Ya veis, pues, que vivo la vida a mi aire, sin ataduras, De dinero no voy bien ni mal, tengo el suficiente y gracias a la generosidad de algunos incautos —o debería decir almas piadosas y benefactoras— que dejan unas monedas, y algún que otro billete, en mi caja de cartón, la cual he adornado y enriquecido con un cartelito en el que tengo escrito, con una letra muy pulcra —que uno será indigente, pero no inculto, pues de niño fui a la escuela, aunque de eso haga una eternidad— un mensaje que hasta haría llorar a Putin.

El truco consiste en esconder mis piernas bajo una manta y simular que donde se supone que debería haber dos piernas ahora hay dos muñones, pues sufrí los efectos de una mina antipersona cuando estuve en Afganistán con las tropas españolas. precisamente desactivando explosivos. Y la gente se lo cree. Hay que ver lo ilusos que son algunos. Supongo que da tanta pena ver que una persona que ha sacrificado su vida en nombre de la libertad acabe en la calle sin ningún tipo de subsidio, que más de uno se siente en la obligación moral de aportar un dinerillo para paliar un poco esa injusticia y drama humano.

El único contratiempo que ese engaño es que no puedo quedarme inmóvil todo el día en la misma posición, pues las piernas se me acaban agarrotando y doliendo un montón.

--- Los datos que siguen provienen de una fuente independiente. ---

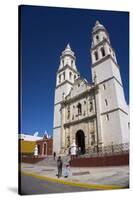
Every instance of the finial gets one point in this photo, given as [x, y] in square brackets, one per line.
[68, 46]
[97, 23]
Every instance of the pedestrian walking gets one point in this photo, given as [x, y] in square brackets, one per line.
[54, 155]
[66, 171]
[59, 166]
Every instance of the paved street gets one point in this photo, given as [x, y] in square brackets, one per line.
[31, 185]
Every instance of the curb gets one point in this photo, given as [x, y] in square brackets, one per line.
[84, 185]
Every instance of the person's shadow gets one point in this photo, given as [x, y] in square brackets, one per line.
[13, 189]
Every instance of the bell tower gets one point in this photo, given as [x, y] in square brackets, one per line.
[112, 110]
[65, 77]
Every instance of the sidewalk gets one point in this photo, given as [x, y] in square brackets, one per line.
[94, 177]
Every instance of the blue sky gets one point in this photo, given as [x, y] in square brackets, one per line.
[45, 33]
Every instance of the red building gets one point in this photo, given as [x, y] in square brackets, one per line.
[45, 147]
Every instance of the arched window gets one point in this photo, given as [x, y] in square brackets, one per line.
[96, 55]
[79, 106]
[97, 38]
[106, 102]
[104, 86]
[59, 78]
[63, 63]
[70, 75]
[64, 75]
[71, 62]
[91, 106]
[107, 117]
[102, 52]
[68, 112]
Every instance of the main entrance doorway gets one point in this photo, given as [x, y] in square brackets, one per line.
[80, 141]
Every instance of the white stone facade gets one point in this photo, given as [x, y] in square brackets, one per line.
[96, 114]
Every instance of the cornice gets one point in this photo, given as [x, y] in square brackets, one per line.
[80, 120]
[104, 59]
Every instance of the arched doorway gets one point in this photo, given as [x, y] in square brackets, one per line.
[45, 149]
[80, 141]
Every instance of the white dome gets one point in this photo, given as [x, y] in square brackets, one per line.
[98, 26]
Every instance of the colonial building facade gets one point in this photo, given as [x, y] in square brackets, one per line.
[93, 115]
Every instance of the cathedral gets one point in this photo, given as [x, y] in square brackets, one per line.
[94, 114]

Solo faltaría que las acabara perdiendo de verdad, pues a veces tardan mucho en recobrar la sensibilidad. Tengo que esperar a que oscurezca y no haya apenas transeúntes ni miradas indiscretas para erguirme y volver a la bipedestación, aunque sea cojeando un buen rato hasta desentumecer y recuperar la movilidad de mis dos extremidades inferiores. Lo hago con tanta maña que hasta ahora nadie me ha descubierto. Es entonces cuando aprovecho para el avituallamiento de comida y vestimenta. Así que ya veis que lo que gano, lo gano a pulso, con esfuerzo y sacrificio.

El caso es que, como no tengo gastos y recaudo un dinerillo en donaciones —prefiero este término al de limosnas— tengo unos ahorrillos con los que he abierto una cuenta bancaria, pues, aunque no devengue interés alguno —otros ladrones, las entidades bancarias—, por lo menos estarán a salvo de manos ajenas, que por estos barrios ronda mucho mangante, en especial “el cojo” —que este sí que está tullido de verdad—, que intentó extorsionarme para evitar que divulgara mi engaño. Se ve que una noche no fui lo suficientemente precavido y descubrió mi truco, y me vio esconder mis ganancias del día en el saquito que llevo pegado a mi cuerpo para que nadie pueda tirar de él sin mi conocimiento mientras duermo. ¿No pretendía que le diera una parte a cambio de su silencio, el muy cabrón? Y es que ni siquiera en este mundo de indigentes existen los escrúpulos. Le propiné tal paliza, gracias a mi recuperada movilidad, que creo que lo dejé más tullido de lo que estaba. Aun así, tuve que poner tierra de por medio para que no diera conmigo, ni él ni nadie del gremio.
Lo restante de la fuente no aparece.